Как вам известно, матери у меня не было, была только Психимора. Но умолчим об этом ужасном прозвище, от которого мы уже отвыкли, и лучше скажем так: у меня не было настоящей семьи, и ненависть для меня стала тем, чем для других любовь. Ненависть? Так ли это? Скажем лучше: я знаю мальчугана, знаю подростка, который, как никто, умел играть в черную меланхолию в те годы, когда детям положено читать «Розовую библиотеку». Дети не выбирают тех игр, которые им навязывают; только играют они с большим или меньшим увлечением.

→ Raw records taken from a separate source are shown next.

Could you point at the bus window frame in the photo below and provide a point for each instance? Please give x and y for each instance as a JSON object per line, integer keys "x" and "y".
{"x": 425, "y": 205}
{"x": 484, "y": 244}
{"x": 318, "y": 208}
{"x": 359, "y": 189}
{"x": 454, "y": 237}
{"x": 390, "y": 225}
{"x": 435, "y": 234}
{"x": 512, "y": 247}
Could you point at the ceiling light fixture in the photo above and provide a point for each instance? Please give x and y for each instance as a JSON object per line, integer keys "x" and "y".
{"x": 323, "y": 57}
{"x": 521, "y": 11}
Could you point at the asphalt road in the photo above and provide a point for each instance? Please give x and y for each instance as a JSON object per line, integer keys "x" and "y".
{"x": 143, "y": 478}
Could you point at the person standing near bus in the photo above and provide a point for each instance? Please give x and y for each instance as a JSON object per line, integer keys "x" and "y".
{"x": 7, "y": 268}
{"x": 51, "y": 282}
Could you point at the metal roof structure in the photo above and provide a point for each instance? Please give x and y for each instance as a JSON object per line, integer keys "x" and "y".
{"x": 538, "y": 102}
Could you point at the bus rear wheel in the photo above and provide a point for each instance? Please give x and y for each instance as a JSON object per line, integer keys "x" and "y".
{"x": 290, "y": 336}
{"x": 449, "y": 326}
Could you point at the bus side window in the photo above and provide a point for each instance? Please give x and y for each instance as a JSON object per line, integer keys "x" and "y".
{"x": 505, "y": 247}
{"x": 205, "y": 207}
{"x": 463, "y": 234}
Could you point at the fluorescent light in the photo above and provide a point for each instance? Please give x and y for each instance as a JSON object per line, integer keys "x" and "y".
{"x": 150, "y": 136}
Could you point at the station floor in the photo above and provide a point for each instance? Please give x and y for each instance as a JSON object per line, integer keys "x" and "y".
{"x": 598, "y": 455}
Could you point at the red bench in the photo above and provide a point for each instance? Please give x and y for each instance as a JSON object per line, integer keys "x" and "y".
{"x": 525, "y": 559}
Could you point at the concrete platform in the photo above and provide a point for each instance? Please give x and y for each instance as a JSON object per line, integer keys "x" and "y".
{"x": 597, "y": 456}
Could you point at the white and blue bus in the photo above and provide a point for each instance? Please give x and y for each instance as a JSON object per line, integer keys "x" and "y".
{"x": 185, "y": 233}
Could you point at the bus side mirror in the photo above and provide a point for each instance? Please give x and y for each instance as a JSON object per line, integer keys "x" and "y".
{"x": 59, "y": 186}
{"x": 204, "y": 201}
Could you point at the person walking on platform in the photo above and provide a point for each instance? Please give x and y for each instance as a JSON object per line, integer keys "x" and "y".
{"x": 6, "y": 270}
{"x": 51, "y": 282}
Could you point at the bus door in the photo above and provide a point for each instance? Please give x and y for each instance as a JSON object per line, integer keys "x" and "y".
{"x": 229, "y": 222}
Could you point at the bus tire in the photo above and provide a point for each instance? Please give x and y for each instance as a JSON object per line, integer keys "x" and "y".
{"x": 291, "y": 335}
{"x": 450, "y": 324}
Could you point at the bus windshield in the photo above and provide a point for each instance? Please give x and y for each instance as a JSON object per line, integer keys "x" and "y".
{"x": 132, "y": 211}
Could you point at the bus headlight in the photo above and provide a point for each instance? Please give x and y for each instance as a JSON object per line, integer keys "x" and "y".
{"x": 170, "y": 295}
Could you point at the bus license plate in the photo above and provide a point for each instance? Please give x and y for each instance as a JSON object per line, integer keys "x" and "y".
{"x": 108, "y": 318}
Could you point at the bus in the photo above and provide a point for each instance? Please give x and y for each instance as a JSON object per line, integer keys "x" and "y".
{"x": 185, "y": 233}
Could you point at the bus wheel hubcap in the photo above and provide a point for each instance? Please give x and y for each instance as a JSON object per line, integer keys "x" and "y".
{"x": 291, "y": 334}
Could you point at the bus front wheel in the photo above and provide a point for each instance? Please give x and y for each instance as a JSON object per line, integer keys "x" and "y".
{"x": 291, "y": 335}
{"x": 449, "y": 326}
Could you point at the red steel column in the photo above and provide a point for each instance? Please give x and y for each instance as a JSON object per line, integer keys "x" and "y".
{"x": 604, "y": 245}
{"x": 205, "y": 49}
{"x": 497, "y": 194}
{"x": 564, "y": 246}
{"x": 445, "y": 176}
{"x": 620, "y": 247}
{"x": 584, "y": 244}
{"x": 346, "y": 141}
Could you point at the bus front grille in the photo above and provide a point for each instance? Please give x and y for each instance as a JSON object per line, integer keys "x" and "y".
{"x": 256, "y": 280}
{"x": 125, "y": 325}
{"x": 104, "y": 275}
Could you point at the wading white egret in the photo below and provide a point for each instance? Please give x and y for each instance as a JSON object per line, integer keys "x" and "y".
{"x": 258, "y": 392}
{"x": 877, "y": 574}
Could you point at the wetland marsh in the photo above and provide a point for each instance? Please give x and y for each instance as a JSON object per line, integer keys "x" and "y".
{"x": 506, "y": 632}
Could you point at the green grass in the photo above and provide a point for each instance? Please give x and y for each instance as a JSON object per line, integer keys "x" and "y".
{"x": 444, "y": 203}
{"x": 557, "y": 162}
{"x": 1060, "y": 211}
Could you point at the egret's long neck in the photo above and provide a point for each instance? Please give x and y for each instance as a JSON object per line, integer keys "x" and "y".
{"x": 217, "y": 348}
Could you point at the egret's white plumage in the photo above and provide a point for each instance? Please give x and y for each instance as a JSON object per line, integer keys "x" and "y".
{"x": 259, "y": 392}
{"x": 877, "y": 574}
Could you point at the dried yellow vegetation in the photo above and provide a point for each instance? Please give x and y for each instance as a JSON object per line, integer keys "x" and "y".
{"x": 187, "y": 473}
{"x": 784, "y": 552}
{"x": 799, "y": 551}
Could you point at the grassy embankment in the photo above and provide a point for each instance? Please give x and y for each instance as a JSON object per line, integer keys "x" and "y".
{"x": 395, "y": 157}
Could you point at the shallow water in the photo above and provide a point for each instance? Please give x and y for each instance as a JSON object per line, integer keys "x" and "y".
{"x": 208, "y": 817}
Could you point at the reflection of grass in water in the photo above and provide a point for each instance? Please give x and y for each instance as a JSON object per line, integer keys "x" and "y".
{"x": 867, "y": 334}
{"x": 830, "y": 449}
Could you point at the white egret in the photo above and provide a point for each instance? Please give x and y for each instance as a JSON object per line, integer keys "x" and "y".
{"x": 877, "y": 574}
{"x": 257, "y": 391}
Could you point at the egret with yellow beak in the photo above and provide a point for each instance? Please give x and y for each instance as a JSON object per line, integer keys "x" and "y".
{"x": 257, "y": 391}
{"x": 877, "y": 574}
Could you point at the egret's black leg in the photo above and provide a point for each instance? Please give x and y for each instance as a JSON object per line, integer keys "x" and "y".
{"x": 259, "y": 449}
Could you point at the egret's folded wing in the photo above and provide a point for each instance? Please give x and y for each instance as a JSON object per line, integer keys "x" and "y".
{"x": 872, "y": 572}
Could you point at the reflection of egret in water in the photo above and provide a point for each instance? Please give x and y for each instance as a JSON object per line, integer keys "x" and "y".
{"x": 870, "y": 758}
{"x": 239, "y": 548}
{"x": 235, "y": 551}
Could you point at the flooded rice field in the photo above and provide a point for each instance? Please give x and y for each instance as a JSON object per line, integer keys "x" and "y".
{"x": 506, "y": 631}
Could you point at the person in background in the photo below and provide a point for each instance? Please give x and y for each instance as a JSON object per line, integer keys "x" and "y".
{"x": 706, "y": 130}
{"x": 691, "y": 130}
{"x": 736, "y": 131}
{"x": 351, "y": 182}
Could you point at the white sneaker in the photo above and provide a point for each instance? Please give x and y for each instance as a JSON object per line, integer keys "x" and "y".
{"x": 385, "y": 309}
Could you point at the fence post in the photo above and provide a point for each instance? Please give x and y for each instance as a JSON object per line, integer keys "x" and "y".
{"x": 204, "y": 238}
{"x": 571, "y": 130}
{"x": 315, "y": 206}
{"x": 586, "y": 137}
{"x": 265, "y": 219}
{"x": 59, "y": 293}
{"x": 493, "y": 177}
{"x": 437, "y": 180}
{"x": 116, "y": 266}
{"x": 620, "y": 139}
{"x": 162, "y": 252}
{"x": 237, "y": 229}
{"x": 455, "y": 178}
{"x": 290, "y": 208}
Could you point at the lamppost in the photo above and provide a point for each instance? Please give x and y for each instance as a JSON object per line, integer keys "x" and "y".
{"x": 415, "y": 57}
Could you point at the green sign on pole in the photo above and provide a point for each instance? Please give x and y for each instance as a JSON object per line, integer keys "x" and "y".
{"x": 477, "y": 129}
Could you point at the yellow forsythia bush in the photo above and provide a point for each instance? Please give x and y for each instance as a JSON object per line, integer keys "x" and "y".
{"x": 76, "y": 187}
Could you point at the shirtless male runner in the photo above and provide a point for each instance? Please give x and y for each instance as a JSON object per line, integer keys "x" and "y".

В восемнадцать лет я по-прежнему близок только с самим собой: иной близости и не может знать бунтарь. В течение семи лет мои родные были для меня лишь сотрапезниками, разделенными на два враждующих клана. Во время нашей разлуки, за годы учения в коллеже, я, понятно, имел немало случаев завоевать чью-либо симпатию, но отнюдь не дружбу. Учителя, надзиратели, одноклассники — все они уходят, сменяются, исчезают, когда этого никак не ждешь. Иногда успеваешь их узнать, иногда успеваешь их возненавидеть и редко успеваешь к ним привязаться. Кроме того, в религиозных учебных заведениях на дружбу обычно смотрят косо, как на нечто двусмысленное. Только раз, уже в классе риторики, я сдружился с неким Кириллом, сыном русского колониста, проживавшего на Мадагаскаре. Мы с ним да еще пять-шесть учеников делили вместе незавидную участь торчать летние каникулы в интернате. Его скорбь, пленительно-русая, тронула меня. Но по окончании каникул меня вернули в старшие классы, а его в средние. Через служителя он прислал мне четыре записочки, но пятую перехватил надзиратель, следивший за дисциплиной, и, заподозрив мерзости, упрятал Кирилла в карцер, долго его допрашивал, стараясь установить, какие именно знаки внимания я ему оказывал. Эта история бросила на меня тень и стоила мне сомнительной привилегии спать рядом с альковом надзирателя. Кроме того, юные одиночки стали меня сторониться.